Longer runs need longer timeouts. Opus 4.7 at xhigh and max thinks longer. If your infrastructure has tight request timeouts, raise them. Start with 64,000 max output tokens and tune from there based on real traffic.
Whichever effort level you choose, whichever migration path you take, keep your verification layer. The model's self-check is now part of the system, not a replacement for your controls. Treat it as an inner ring that catches the easy errors cheaply, wrapped in your harness verification, wrapped in your business logic validation. Three rings, each catching what the ring inside it misses.
A specific test worth running: take your hardest workload, run it through Opus 4.7 at xhigh with your existing verification layer in place. Log every error the model self-catches, every error that makes it past the self-check but is caught by your harness, and every error that makes it all the way through. The first number tells you what the absorption is buying you. The second tells you what your harness is still worth. The third tells you where you still need to add defense.
Three things to take with you.
Opus 4.7's real significance is not its benchmarks. It is architectural. The model is absorbing responsibilities that used to live in your code (self-verification), and the model company is absorbing decisions that used to live with you (differential capability reduction). Both shifts are in the same direction: authority moving from runtime into training, from the builder into the model company.
The absorption has two faces. One subtracts capability (what the model cannot do). One adds judgment (what the model decides is correct). The thesis of this article is that they are the same pattern, and the question they pose to builders is the same: what behavioral decisions should live inside the model, and what should live with the people deploying it?

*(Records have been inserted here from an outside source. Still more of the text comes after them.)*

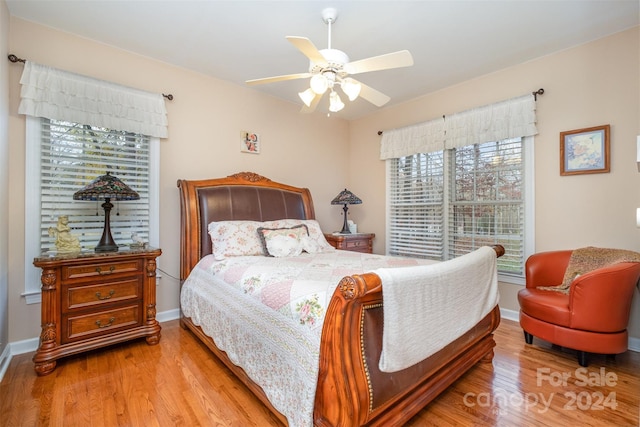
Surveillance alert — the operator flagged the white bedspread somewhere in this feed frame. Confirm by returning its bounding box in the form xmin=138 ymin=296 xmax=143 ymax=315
xmin=374 ymin=247 xmax=498 ymax=372
xmin=180 ymin=251 xmax=435 ymax=427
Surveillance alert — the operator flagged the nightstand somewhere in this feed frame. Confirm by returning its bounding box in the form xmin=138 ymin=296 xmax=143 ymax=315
xmin=324 ymin=233 xmax=376 ymax=254
xmin=33 ymin=248 xmax=162 ymax=375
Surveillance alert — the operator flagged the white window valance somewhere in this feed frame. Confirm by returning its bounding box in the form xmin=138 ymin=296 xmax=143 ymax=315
xmin=380 ymin=94 xmax=538 ymax=160
xmin=18 ymin=61 xmax=168 ymax=138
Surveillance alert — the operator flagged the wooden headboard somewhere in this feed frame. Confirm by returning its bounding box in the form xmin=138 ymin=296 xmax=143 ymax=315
xmin=178 ymin=172 xmax=315 ymax=281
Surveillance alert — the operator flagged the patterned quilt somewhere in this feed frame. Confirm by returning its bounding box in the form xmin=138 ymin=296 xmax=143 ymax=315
xmin=181 ymin=251 xmax=435 ymax=427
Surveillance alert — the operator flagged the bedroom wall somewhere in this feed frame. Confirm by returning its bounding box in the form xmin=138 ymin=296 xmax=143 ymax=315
xmin=0 ymin=1 xmax=9 ymax=366
xmin=6 ymin=17 xmax=348 ymax=342
xmin=349 ymin=27 xmax=640 ymax=347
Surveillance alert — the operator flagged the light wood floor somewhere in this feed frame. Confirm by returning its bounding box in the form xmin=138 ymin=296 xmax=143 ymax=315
xmin=0 ymin=320 xmax=640 ymax=427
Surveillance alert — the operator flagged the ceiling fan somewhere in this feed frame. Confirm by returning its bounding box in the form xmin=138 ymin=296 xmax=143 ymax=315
xmin=246 ymin=8 xmax=413 ymax=113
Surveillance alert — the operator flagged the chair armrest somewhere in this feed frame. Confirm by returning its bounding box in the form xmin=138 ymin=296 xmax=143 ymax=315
xmin=525 ymin=250 xmax=573 ymax=288
xmin=569 ymin=262 xmax=640 ymax=333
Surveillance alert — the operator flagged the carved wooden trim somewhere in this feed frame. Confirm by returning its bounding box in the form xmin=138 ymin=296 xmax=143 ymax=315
xmin=228 ymin=172 xmax=271 ymax=182
xmin=360 ymin=303 xmax=382 ymax=413
xmin=40 ymin=268 xmax=56 ymax=291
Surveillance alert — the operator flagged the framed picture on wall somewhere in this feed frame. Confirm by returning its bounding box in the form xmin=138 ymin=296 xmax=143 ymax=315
xmin=240 ymin=131 xmax=260 ymax=154
xmin=560 ymin=125 xmax=610 ymax=175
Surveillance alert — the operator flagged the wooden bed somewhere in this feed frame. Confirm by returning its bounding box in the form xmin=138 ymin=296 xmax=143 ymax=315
xmin=178 ymin=172 xmax=504 ymax=426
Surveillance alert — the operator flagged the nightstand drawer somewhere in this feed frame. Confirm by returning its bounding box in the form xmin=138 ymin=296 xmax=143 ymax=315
xmin=62 ymin=260 xmax=142 ymax=281
xmin=324 ymin=233 xmax=376 ymax=254
xmin=62 ymin=277 xmax=142 ymax=312
xmin=62 ymin=305 xmax=141 ymax=343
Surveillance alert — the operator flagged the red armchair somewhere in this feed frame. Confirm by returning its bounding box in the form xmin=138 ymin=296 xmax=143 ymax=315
xmin=518 ymin=250 xmax=640 ymax=366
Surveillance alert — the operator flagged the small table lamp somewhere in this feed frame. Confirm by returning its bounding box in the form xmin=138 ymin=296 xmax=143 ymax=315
xmin=331 ymin=188 xmax=362 ymax=234
xmin=73 ymin=172 xmax=140 ymax=252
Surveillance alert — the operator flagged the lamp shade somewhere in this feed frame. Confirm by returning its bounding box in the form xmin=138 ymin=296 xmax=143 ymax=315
xmin=73 ymin=172 xmax=140 ymax=252
xmin=331 ymin=188 xmax=362 ymax=234
xmin=331 ymin=188 xmax=362 ymax=205
xmin=73 ymin=172 xmax=140 ymax=201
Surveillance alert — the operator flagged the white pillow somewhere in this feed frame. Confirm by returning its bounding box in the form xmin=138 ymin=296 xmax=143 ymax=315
xmin=208 ymin=221 xmax=264 ymax=260
xmin=272 ymin=219 xmax=336 ymax=253
xmin=258 ymin=224 xmax=309 ymax=257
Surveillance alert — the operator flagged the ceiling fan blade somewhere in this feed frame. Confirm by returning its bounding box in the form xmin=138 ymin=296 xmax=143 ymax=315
xmin=358 ymin=82 xmax=391 ymax=107
xmin=300 ymin=94 xmax=322 ymax=113
xmin=344 ymin=50 xmax=413 ymax=74
xmin=245 ymin=73 xmax=312 ymax=86
xmin=286 ymin=36 xmax=327 ymax=65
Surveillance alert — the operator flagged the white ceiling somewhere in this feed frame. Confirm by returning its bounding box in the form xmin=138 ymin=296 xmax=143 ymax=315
xmin=6 ymin=0 xmax=640 ymax=119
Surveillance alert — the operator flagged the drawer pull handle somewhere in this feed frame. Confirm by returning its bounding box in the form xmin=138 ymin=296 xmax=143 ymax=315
xmin=96 ymin=289 xmax=116 ymax=301
xmin=96 ymin=265 xmax=116 ymax=276
xmin=96 ymin=317 xmax=116 ymax=328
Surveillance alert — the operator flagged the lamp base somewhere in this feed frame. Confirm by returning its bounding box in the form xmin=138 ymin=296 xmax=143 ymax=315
xmin=340 ymin=203 xmax=351 ymax=234
xmin=95 ymin=198 xmax=118 ymax=252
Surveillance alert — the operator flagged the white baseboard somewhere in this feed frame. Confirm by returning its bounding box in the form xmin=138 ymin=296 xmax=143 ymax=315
xmin=0 ymin=308 xmax=640 ymax=381
xmin=500 ymin=308 xmax=640 ymax=352
xmin=0 ymin=308 xmax=180 ymax=381
xmin=0 ymin=344 xmax=11 ymax=381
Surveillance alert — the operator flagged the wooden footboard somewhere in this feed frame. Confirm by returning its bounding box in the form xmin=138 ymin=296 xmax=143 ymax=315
xmin=314 ymin=273 xmax=500 ymax=426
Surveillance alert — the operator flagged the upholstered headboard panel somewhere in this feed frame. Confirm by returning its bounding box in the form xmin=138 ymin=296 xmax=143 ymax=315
xmin=178 ymin=172 xmax=315 ymax=280
xmin=197 ymin=185 xmax=308 ymax=257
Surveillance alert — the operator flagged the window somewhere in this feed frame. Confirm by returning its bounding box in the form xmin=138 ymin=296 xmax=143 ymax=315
xmin=387 ymin=138 xmax=533 ymax=282
xmin=25 ymin=116 xmax=159 ymax=303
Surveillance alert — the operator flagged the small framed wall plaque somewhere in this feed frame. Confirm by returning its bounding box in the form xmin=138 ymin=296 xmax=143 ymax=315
xmin=240 ymin=131 xmax=260 ymax=154
xmin=560 ymin=125 xmax=610 ymax=175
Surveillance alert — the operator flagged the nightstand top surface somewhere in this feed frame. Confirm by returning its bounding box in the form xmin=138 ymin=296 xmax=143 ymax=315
xmin=33 ymin=246 xmax=162 ymax=263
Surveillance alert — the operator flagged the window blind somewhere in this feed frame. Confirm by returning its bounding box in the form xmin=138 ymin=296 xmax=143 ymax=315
xmin=447 ymin=138 xmax=525 ymax=276
xmin=39 ymin=118 xmax=150 ymax=252
xmin=387 ymin=151 xmax=444 ymax=259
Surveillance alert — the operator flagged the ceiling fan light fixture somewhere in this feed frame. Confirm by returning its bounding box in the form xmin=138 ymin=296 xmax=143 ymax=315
xmin=298 ymin=88 xmax=316 ymax=107
xmin=309 ymin=74 xmax=329 ymax=95
xmin=340 ymin=77 xmax=362 ymax=101
xmin=329 ymin=91 xmax=344 ymax=113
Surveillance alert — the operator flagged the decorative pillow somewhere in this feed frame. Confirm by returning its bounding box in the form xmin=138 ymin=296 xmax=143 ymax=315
xmin=258 ymin=224 xmax=309 ymax=257
xmin=208 ymin=221 xmax=264 ymax=260
xmin=264 ymin=219 xmax=335 ymax=254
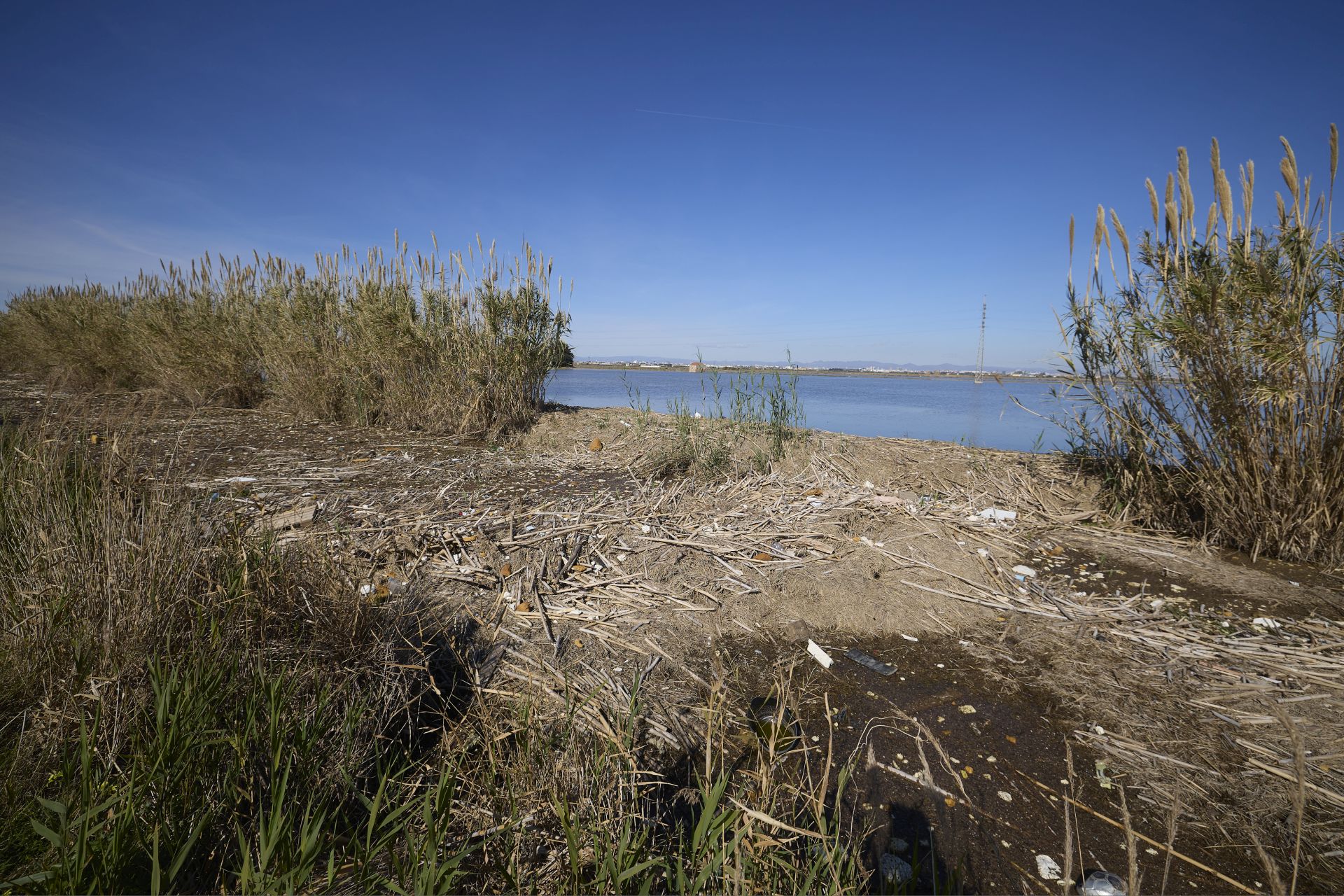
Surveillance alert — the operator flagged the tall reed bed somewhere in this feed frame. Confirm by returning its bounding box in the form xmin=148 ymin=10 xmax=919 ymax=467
xmin=1065 ymin=125 xmax=1344 ymax=563
xmin=0 ymin=238 xmax=568 ymax=435
xmin=0 ymin=416 xmax=867 ymax=893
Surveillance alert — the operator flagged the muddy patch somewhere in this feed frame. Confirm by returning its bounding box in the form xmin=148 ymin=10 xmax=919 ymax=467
xmin=716 ymin=634 xmax=1295 ymax=893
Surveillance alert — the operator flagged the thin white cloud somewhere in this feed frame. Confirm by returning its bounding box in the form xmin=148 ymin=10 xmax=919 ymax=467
xmin=70 ymin=218 xmax=162 ymax=259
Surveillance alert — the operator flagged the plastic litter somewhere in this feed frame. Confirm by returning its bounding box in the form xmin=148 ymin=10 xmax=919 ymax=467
xmin=1078 ymin=871 xmax=1126 ymax=896
xmin=844 ymin=648 xmax=897 ymax=676
xmin=808 ymin=638 xmax=834 ymax=669
xmin=1036 ymin=853 xmax=1059 ymax=880
xmin=878 ymin=853 xmax=916 ymax=887
xmin=748 ymin=697 xmax=802 ymax=754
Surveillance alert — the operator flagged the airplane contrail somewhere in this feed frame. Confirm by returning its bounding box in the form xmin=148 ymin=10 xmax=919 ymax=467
xmin=634 ymin=108 xmax=822 ymax=130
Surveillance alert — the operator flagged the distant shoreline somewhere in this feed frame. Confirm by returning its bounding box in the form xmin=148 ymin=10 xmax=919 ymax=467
xmin=574 ymin=361 xmax=1063 ymax=382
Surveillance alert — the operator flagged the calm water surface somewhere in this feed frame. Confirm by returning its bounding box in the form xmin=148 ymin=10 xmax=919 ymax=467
xmin=546 ymin=370 xmax=1066 ymax=451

Your defensible position is not to reject absorption, but to layer it. Accept the convenience of self-verification as a first filter. Keep authoritative verification in your harness. Extend that principle broadly: every capability the model absorbs, ask who loses authority and whether that trade is acceptable for your domain. Some absorptions are genuinely useful. Others are the wrong people making decisions on your behalf. The work is telling them apart.
A specific experiment for this week: run Opus 4.7 at xhigh on your hardest current workload, alongside your existing verification layer. Measure which errors the model self-catches, which slip through, and which your harness catches. That ratio tells you where the absorption helps and where it masks risk that still belongs to you. That is the number to report to your team, not the benchmarks.
The bigger question is harder and worth sitting with. When Mythos-class capabilities eventually reach open models, differential capability reduction will not be an option for the open-source community. The safeguards Anthropic is testing on Opus 4.7 are a rehearsal for a moment that is coming whether or not the major labs are ready. The model that ships next year will make the governance questions this release raises feel overdue.